# Reading typical file types

## text files

We've done this many times.

In [None]:
text_f = open("corpora/genesis.txt")
txt = text_f.read()
txt[:500]

In [None]:
list("\n".encode())

## CSV files

The `csv` module is part of the standard python distribution

csv = "comma separated values"

In [None]:
import csv
csvfile = open('corpora/tekno_flat.csv')
tekno_reader = csv.DictReader(csvfile)
data_list = []
for row in tekno_reader:
    data_list.append(row)

In [None]:
data_list[0]

In [None]:
!pip install openpyxl

## Excel spreadsheets

You can convert these to `csv` files. But then every sheet will be in a separate file. And you may lose some information.

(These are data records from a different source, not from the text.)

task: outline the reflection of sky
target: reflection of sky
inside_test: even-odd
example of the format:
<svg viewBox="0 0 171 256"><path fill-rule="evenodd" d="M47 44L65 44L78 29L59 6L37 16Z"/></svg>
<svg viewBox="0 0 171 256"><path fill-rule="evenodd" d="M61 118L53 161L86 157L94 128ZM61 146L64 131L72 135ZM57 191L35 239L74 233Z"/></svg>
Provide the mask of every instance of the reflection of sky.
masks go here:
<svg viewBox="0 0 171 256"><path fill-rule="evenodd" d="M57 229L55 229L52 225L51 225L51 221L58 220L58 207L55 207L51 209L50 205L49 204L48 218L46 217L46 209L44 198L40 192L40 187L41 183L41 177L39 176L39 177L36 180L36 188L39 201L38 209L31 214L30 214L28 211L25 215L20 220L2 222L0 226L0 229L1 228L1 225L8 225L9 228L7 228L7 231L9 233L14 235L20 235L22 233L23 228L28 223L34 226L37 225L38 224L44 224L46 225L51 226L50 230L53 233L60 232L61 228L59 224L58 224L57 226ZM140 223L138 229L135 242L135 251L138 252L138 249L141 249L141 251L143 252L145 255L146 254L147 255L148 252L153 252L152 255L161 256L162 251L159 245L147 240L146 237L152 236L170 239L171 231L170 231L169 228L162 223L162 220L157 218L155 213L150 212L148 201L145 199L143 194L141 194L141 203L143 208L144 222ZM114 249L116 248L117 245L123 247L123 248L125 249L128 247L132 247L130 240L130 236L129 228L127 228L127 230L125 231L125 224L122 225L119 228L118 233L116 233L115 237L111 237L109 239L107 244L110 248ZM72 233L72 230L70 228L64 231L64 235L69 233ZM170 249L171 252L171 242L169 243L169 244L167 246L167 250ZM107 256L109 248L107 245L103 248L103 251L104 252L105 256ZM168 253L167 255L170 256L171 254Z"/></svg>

An alternative is the `openpyxl` library, which lets you work directly with spreadsheets and is pretty intuitive.

https://openpyxl.readthedocs.io/en/stable/

In [None]:
import openpyxl

In [None]:
from openpyxl import load_workbook

In [None]:
wb = load_workbook('corpora/tekno_fractions_nona.xlsx')

In [None]:
print(wb.sheetnames)

In [None]:
ws = wb["teknoclip7_1"]

In [None]:
ws["A1"]

In [None]:
ws.cell(row=1, column=1)

In [None]:
ws["A2"].value

In [None]:
for c in ws["C"]:
    print(c.value)

## PDF files

PDF files are generally pretty unpleasant to deal with.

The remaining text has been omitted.